Growing up, my mother used to frequently say, “Money is the source of all evil.”
Not only was money evil but it was a personality killer, a relationship ruiner, and a poison to all things good and decent and fluffy in the world. Because of this, there was quite a shortage of things in my house: running water, reliable electricity, food….
I once overheard my stepdad’s plan to buy each of us three kids one long sleeved shirt for the winter, then when summer rolled around, we could simply cut the sleeves off, set them aside, and sew them back on for the following winter. Needless to say, I wasn’t the fucking prom queen.
My mother reminded us often that we would be so much better off than our spoiled, lunch-and-dinner-having peers. We were going to have charisma and toughness and the favor of the Lord! All of the kids at school who had things like college funds and music lessons and clothes were going to end up vapid and selfish and boring, and then probably go to hell.

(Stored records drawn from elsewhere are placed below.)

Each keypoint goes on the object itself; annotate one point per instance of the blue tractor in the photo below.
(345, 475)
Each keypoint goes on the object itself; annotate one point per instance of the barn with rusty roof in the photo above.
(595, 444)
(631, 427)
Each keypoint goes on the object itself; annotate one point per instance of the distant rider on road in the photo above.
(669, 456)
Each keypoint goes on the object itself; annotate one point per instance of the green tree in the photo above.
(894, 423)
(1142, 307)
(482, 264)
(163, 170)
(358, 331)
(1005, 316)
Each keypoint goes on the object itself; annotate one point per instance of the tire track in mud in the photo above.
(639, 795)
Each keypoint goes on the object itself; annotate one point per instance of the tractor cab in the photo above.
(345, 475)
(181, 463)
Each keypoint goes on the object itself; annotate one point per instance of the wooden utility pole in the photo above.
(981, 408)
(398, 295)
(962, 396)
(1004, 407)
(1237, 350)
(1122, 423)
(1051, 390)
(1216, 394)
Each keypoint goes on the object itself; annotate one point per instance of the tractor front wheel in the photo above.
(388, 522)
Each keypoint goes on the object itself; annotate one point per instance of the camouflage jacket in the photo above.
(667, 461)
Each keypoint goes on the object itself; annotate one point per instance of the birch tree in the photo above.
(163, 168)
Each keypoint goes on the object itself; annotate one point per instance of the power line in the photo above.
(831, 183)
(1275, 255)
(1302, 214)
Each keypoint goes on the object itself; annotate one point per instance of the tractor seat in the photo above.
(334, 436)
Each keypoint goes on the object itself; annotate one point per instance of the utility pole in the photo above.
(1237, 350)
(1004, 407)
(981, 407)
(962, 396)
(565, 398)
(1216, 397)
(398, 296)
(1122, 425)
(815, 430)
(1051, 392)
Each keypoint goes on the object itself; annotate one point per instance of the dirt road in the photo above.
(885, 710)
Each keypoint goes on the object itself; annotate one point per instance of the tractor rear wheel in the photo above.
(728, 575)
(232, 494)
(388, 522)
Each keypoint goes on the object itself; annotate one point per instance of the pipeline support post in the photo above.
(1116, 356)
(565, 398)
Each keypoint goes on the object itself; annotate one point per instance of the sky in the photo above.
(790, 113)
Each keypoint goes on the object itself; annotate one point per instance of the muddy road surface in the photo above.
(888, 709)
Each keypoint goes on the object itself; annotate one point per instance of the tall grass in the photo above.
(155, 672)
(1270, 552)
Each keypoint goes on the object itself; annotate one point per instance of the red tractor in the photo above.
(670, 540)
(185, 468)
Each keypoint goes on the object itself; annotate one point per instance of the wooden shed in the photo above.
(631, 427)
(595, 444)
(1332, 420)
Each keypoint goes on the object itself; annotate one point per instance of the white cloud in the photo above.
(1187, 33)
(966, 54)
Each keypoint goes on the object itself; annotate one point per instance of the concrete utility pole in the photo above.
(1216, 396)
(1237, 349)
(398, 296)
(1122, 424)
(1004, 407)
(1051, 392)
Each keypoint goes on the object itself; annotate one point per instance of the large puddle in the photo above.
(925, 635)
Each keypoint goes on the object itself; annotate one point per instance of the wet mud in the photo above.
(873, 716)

Now, I perfectly understand that my situation was not the norm, but the sentiment is entirely too common. The message around the trailer park, the housing projects, the grocery section of the 7-Eleven was very clear: money made people bad.
As an adult I see this mentality still thrives, and not just in ridiculously poor communities. The middle class have adopted the delightful motto of “once they’re 18, they’re on their own!” and “They have all the money they need to attend The School of Hard Knocks!” with the same fervor as the “money is the source of all evil” crowd.
This madness must stop, so let’s talk about it:
Spoiling your children
Let me make this perfectly clear: having money set aside for your children does not make them spoiled. It will not make them bad people. It will not prevent them from learning the “value” of hard work. That is some bullshit that not only is keeping you down, but keeping down the generations of you’s to come.
It doesn’t matter how broke you are; if you have children, make an appointment with an investment firm and chuck a 20 dollar bill into your child’s college fund. Minuscule contributions now add up to big money eighteen years from now.
You have an obligation to set your child up for success. Unfortunately, it’s not the lack of funds that prevent people from providing opportunities for their children. It’s something I like to call…
The Pride of Poverty
The poor and middle class cherish how we “come from nothing,” how our children will be “good people, not obsessed with money,” that “money isn’t everything.” That you can somehow instill self sufficiency onto your offspring by pushing them out of the nest without a safety net.
These are the money myths that will prevent your kids from becoming successful people. These are the myths that will prevent your children from ever being in the financial position to take care of you when you need it. The facts?
- A study published in June by Johns Hopkins suggests that the things that really make the difference — between prison and college, success and failure, sometimes even life and death — are money and family.
- Children who are raised without financial security are typically rated by their parents and teachers as having more behavior problems than their peers. In childhood, this is reflected in elevated levels of externalizing problems, such as aggression and acting out, and internalizing problems, such as depression and anxiety; in adolescence and later adulthood, in higher rates of non-marital fertility and criminal activity.
You’re not raising a tough, self-sufficient child with a good heart who doesn’t worship the almighty dollar. You are setting your progeny up for emotional instability, mental illness, lifelong poverty, and criminal activity.
So let me repeat: ditch the myths, momma, grab your change jar, catch the bus, and talk to a professional about how you can end the poverty cycle for that little person in your life that you want better for.